When I heard the news that my heart was not working exactly right, the breath, all of it, was taken out of my lungs.  My heart cried “What about my children? My husband?”  What about my purpose?

I called a friend on the way home.  I cried.  She let me.  Tears flowed like a raging river. My heart squeezed tight as I thought of the ‘what ifs’ and ‘how could this be-s’.  I called out to the Lord in praise, for we are brought closer in our afflictions.  I cried to her of the fear of not being present for my children.  She stopped me…she reminded me that the Lord has called me to be a wife and mother.  That’s it…my purpose is to care for the family the Lord has so beautifully gifted me.

I trust God.

I do not fear.  I am in His hands.  He knows the desires of my imperfect heart.  He knows how much my family needs me.  He is with me always.  I will not worry.  I will put my hope in the Lord.

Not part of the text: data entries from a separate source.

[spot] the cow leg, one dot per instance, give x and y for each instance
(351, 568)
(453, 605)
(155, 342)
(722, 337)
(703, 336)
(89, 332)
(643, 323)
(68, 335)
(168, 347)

The God I serve is so much bigger than any heart issue, He is my HEART.  He gives me breath and life and LOVE.  I will pour into Him thanksgiving and praise.

Perhaps this ‘abnormality’ is simply a wakeup call to take better care of myself.  Maybe it’s to remember my purpose and to not take my family for granted.  Perhaps it is for me to meet people who do not already know the love of Christ.  I will be a messenger of His love and peace.  I will stand firm in His strength.  I will ask to be a beacon of HOPE to all who I encounter.  I will not be afraid; my strength comes from the Lord.

Dear Father,
You knew us before you created those beautiful starry hosts.  You knew the trials and triumphs we would face.  I seek to gaze upon Your face in the midst of uncertainty.  I will reach for Your hand and hold it tight as we go through this journey that will only draw me closer to You.  In Jesus’ mighty name, Amen.